Translation dictionaries and thesauri are available for most language pairs, but they typically do not cover domain-specific terminology such as biomedical terms. Building bilingual lexicons that contain such terminology by hand is time-consuming and requires trained experts. As a consequence, we observe interest in automatically learning the translation of terminology from a corpus of domain-specific bilingual texts [2]. What is more, in specialized domains such as biomedicine, parallel corpora are often not readily available: therefore, translations are mined from non-parallel comparable bilingual corpora [3, 4]. In a parallel corpus every sentence in the source language is linked to a translation of that sentence in the target language, while in a comparable corpus, the texts in source and target language contain similar content, but are not exact translations of each other: as an illustration, Fig. 1 shows a fragment of the biomedical comparable corpus we used in our experiments. In this article we propose a deep learning approach to bilingual lexicon induction (BLI) from a comparable biomedical corpus.

Fig. 1
figure 1

Comparable corpora. Excerpts of the English-Dutch comparable corpus in the biomedical domain that we used in the experiments with a few domain-specific translations indicated in red

Neural network based deep learning models [5] have become popular in natural language processing tasks. One motivation is to ease feature engineering by making it more automatic or by learning end-to-end. In natural language processing it is difficult to hand-craft good lexical and morpho-syntactic features, which often results in complex feature extraction pipelines. Deep learning models have also made their breakthrough in machine translation [6, 7], hence our interest in using deep learning models for the BLI task. Neural networks are typically trained using a large collection of texts to learn distributed representations that capture the contexts of a word. In these models, a word can be represented as a low-dimensional vector (often referred to as a word embedding) which embeds the contextual knowledge and encodes semantic and syntactic properties of words stemming from the contextual distributional knowledge [8].

Lately, we also witness an increased interest in learning character representations, which better capture morpho-syntactic properties and complexities of a language. What is more, the character-level information seems to be especially important for translation mining in specialized domains such as biomedicine as such terms often share common roots from Greek and Latin (see Fig. 1), or relate to similar abbreviations and acronyms.

Following these assumptions, in this article we propose a novel method for mining translations of biomedical terminology: the method integrates character-level and word-level representations to induce an improved bilingual biomedical lexicon.
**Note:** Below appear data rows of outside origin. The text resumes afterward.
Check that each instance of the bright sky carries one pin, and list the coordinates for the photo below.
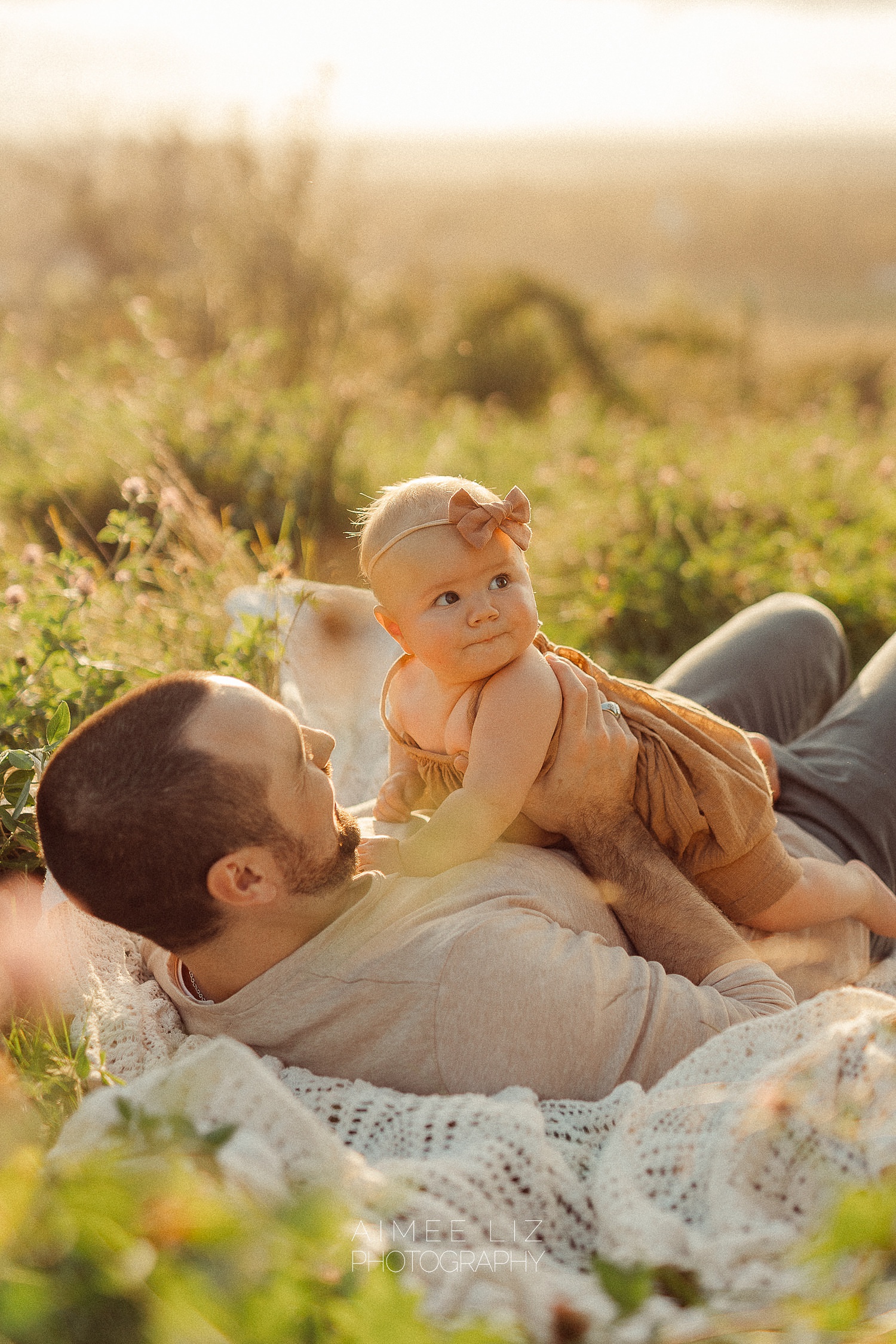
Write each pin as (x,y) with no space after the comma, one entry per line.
(417,66)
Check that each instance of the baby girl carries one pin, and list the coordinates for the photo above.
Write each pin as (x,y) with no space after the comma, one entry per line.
(473,713)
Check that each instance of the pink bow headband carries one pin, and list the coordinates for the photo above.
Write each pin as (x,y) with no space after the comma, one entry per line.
(477,522)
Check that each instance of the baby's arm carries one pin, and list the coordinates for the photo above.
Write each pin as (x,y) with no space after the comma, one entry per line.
(511,737)
(829,891)
(403,788)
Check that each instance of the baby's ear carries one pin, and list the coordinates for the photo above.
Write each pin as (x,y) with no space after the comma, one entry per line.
(389,624)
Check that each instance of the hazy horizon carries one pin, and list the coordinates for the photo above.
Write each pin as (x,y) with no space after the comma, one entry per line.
(508,67)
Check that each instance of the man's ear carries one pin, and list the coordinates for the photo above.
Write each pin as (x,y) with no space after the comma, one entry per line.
(249,877)
(390,625)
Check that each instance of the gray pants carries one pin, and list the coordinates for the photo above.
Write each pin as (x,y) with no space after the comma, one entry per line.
(782,668)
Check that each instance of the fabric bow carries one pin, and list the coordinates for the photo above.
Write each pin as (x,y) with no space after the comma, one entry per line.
(477,522)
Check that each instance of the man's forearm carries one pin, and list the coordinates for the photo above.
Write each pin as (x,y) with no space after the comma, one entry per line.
(664,915)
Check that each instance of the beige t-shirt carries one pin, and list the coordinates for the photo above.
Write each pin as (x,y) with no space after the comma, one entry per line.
(503,971)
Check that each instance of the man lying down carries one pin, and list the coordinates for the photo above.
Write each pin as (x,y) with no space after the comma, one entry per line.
(198,814)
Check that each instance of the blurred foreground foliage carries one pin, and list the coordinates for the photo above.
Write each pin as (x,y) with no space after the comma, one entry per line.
(154,1239)
(147,1242)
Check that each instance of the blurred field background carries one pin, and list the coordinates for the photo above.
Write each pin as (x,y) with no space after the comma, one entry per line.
(682,351)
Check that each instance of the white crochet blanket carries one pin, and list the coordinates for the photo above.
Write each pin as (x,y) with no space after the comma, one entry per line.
(720,1168)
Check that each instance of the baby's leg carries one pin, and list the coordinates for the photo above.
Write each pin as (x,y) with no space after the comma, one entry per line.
(829,891)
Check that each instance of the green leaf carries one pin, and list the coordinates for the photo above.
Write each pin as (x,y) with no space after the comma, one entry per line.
(23,797)
(60,725)
(628,1287)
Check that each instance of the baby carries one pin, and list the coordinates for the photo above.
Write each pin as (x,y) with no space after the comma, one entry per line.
(473,713)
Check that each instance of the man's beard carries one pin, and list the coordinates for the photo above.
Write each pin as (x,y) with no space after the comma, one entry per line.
(308,878)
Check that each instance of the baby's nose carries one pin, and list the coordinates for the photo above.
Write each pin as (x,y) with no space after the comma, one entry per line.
(481,609)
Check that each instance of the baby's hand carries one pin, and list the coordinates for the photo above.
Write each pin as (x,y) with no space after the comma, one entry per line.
(762,746)
(879,905)
(379,854)
(398,796)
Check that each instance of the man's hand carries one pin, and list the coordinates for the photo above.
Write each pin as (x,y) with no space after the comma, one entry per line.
(591,783)
(762,746)
(379,854)
(400,796)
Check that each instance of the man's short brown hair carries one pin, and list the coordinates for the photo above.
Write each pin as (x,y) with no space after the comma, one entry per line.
(132,818)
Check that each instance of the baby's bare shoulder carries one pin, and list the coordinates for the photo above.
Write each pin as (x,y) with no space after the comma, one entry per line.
(407,686)
(527,678)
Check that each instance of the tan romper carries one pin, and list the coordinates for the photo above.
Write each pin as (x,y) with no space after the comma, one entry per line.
(700,788)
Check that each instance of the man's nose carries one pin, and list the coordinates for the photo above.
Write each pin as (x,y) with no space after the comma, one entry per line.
(319,745)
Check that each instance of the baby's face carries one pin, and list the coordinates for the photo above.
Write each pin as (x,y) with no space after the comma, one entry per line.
(464,613)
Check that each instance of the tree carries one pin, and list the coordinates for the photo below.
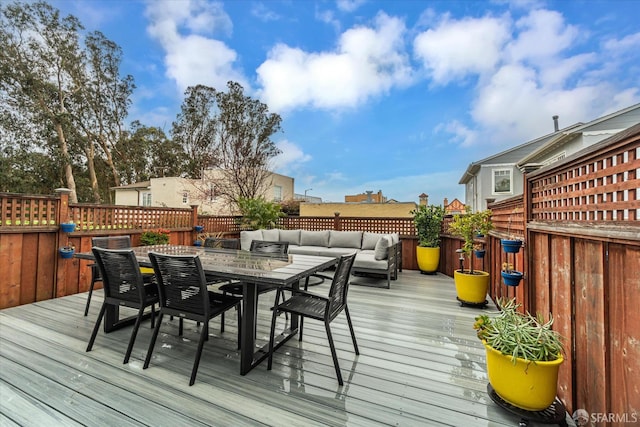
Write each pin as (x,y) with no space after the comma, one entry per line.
(146,152)
(64,91)
(195,129)
(39,49)
(230,132)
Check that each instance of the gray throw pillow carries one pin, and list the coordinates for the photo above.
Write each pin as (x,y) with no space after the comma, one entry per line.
(369,240)
(345,239)
(314,238)
(381,251)
(291,236)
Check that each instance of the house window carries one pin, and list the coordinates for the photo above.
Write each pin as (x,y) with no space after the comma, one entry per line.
(502,179)
(277,193)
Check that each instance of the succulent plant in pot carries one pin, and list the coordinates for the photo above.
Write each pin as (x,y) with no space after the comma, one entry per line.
(523,353)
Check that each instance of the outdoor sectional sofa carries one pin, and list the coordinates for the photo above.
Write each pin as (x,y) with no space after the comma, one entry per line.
(376,253)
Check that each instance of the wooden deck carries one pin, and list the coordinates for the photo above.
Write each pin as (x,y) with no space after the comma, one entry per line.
(420,364)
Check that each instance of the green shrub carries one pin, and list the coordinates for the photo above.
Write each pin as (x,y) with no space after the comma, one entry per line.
(155,237)
(258,213)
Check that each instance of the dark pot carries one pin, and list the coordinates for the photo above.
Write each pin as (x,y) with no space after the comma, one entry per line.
(67,227)
(66,253)
(511,278)
(511,246)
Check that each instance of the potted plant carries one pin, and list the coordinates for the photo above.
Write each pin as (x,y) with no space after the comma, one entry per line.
(159,236)
(67,251)
(523,356)
(258,213)
(510,277)
(479,251)
(67,227)
(471,286)
(428,222)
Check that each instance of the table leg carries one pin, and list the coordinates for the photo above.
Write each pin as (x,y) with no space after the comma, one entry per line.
(248,327)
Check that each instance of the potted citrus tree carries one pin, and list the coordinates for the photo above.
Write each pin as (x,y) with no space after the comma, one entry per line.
(428,222)
(523,356)
(471,285)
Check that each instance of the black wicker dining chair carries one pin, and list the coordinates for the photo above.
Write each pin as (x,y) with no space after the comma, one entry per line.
(183,293)
(123,286)
(112,242)
(319,307)
(268,248)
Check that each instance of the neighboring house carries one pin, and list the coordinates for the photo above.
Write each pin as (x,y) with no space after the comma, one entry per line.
(454,208)
(366,197)
(500,176)
(175,192)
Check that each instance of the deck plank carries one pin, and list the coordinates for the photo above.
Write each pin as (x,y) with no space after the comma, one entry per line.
(420,364)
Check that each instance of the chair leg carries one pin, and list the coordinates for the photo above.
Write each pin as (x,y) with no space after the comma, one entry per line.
(134,332)
(274,316)
(336,365)
(153,340)
(222,317)
(153,315)
(196,363)
(353,335)
(93,283)
(239,325)
(96,327)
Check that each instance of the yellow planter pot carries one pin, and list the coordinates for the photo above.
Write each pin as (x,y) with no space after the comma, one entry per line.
(527,385)
(472,288)
(428,259)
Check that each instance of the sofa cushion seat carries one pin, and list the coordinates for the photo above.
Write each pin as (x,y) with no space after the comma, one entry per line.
(320,251)
(366,260)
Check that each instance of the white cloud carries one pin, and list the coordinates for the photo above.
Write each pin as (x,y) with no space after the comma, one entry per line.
(367,62)
(542,35)
(183,29)
(456,49)
(290,159)
(349,5)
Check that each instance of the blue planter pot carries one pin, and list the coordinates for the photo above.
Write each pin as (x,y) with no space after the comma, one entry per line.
(64,253)
(512,278)
(67,227)
(511,246)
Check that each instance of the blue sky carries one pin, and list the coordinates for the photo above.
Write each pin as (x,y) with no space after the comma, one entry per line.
(398,96)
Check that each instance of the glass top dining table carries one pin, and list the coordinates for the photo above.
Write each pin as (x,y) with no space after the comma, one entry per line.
(253,270)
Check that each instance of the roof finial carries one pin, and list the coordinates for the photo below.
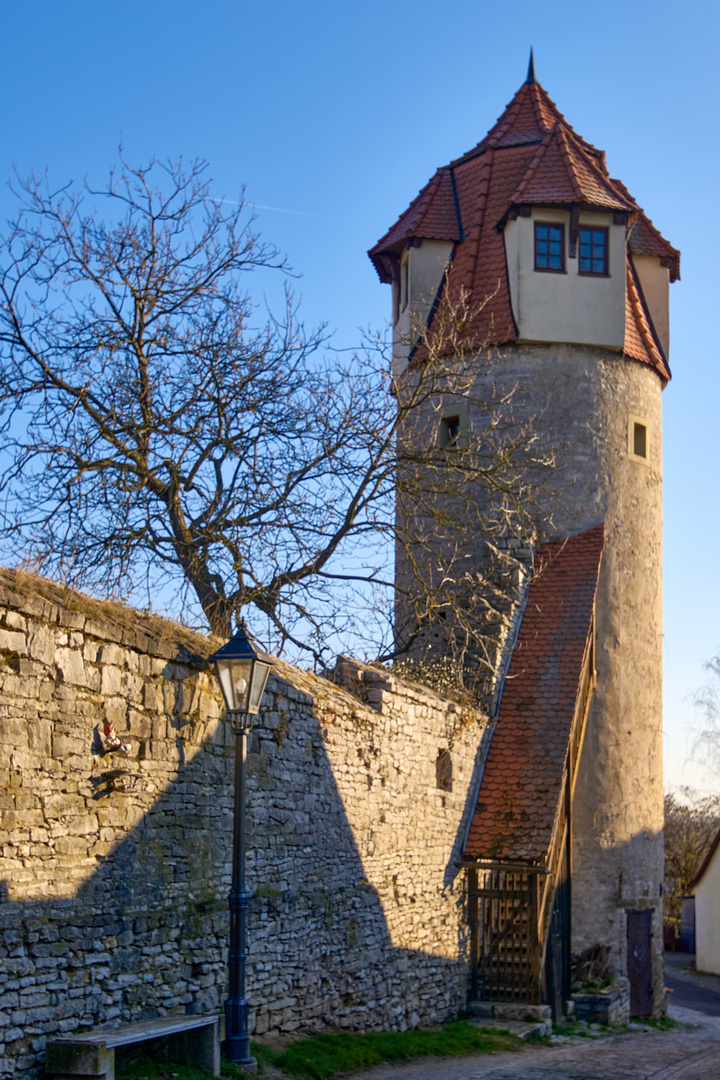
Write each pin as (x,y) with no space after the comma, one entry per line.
(531,70)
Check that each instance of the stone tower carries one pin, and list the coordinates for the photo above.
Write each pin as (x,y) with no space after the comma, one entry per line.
(571,281)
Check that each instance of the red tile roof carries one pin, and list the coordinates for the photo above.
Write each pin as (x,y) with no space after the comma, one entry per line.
(531,156)
(521,783)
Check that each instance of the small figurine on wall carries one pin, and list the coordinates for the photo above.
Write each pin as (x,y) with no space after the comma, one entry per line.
(112,742)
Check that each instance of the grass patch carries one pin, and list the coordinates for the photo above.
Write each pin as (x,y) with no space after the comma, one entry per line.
(325,1055)
(153,1068)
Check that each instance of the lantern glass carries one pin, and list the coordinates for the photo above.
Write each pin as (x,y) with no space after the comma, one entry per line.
(234,677)
(258,685)
(242,669)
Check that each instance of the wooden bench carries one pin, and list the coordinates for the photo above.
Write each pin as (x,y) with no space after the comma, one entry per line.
(192,1040)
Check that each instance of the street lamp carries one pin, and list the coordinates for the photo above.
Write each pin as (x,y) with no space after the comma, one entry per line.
(243,671)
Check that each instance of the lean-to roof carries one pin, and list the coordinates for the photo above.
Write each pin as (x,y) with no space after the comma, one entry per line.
(521,784)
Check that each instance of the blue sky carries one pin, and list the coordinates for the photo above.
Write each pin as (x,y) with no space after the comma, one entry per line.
(336,113)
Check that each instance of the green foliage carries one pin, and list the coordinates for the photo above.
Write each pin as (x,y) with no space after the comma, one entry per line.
(444,676)
(326,1055)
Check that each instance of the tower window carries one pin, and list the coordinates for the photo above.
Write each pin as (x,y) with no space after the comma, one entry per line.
(549,247)
(594,252)
(638,439)
(449,430)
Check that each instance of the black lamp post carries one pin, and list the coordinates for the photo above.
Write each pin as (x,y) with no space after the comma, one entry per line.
(243,671)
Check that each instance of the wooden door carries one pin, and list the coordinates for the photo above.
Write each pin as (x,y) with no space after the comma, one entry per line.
(639,961)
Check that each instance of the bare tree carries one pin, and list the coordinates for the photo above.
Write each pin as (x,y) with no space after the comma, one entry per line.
(707,704)
(691,823)
(161,430)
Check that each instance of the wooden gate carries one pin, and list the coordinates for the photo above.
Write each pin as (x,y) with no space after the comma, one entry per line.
(504,935)
(639,960)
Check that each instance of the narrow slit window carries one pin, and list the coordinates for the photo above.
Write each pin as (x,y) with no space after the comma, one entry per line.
(449,430)
(639,440)
(444,771)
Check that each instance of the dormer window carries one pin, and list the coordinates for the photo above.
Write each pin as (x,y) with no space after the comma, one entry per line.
(594,252)
(549,247)
(449,431)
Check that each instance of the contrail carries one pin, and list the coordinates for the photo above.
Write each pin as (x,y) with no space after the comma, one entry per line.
(281,210)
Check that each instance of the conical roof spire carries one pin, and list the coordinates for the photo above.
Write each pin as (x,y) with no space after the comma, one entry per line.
(531,70)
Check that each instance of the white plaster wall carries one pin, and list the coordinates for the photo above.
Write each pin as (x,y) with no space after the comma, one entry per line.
(655,284)
(707,918)
(426,266)
(566,307)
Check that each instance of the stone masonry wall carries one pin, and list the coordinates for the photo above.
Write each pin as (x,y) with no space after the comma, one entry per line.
(113,904)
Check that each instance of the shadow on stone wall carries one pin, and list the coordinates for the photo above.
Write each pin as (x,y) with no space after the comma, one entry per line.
(336,939)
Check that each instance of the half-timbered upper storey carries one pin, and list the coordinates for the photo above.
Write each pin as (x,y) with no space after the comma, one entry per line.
(530,228)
Background and contributions

BLI in the biomedical domain Bilingual lexicon induction (BLI) is the task of inducing word translations from raw textual corpora across different languages. Many information retrieval and natural language processing tasks benefit from automatically induced bilingual lexicons, including multilingual terminology extraction [2], cross-lingual information retrieval [912], statistical machine translation [13, 14], or cross-lingual entity linking [15]. Most existing works in the biomedical domain have focused on terminology extraction from biomedical documents but not on terminology translation. For instance, [16] use a combination of off-the-shelf components for multilingual terminology extraction but do not focus on learning terminology translations. The OntoLearn system extracts terminology from a corpus of domain texts and then filters the terminology using natural language processing and statistical techniques, including the use of lexical resources such as WordNet to segregate domain-general and domain-specific terminology [17]. The use of word embeddings for the extraction of domain-specific synonyms was probed by Wang et al. [18].

Other works have focused on machine translation of biomedical documents. For instance, [19] compared the performance of neural-based machine translation with classical statistical machine translation when trained on European Medicines Agency leaflet texts, but did not focus on learning translations of medical terminology. Recently, [20] explored the use of existing word-based automated translators, such as Google Translate and Microsoft Translator, to translate English UMLS terms into French and to expand the French terminology, but do not construct a novel methodology based on character-level representations as we propose in this paper. Most closely related to our work is perhaps [21], where a label propagation algorithm was used to find terminology translations in an English-Chinese comparable corpus of electronic medical records. Different from the work presented in this paper, they relied on traditional co-occurrence counts to induce translations and did not incorporate information on the character level.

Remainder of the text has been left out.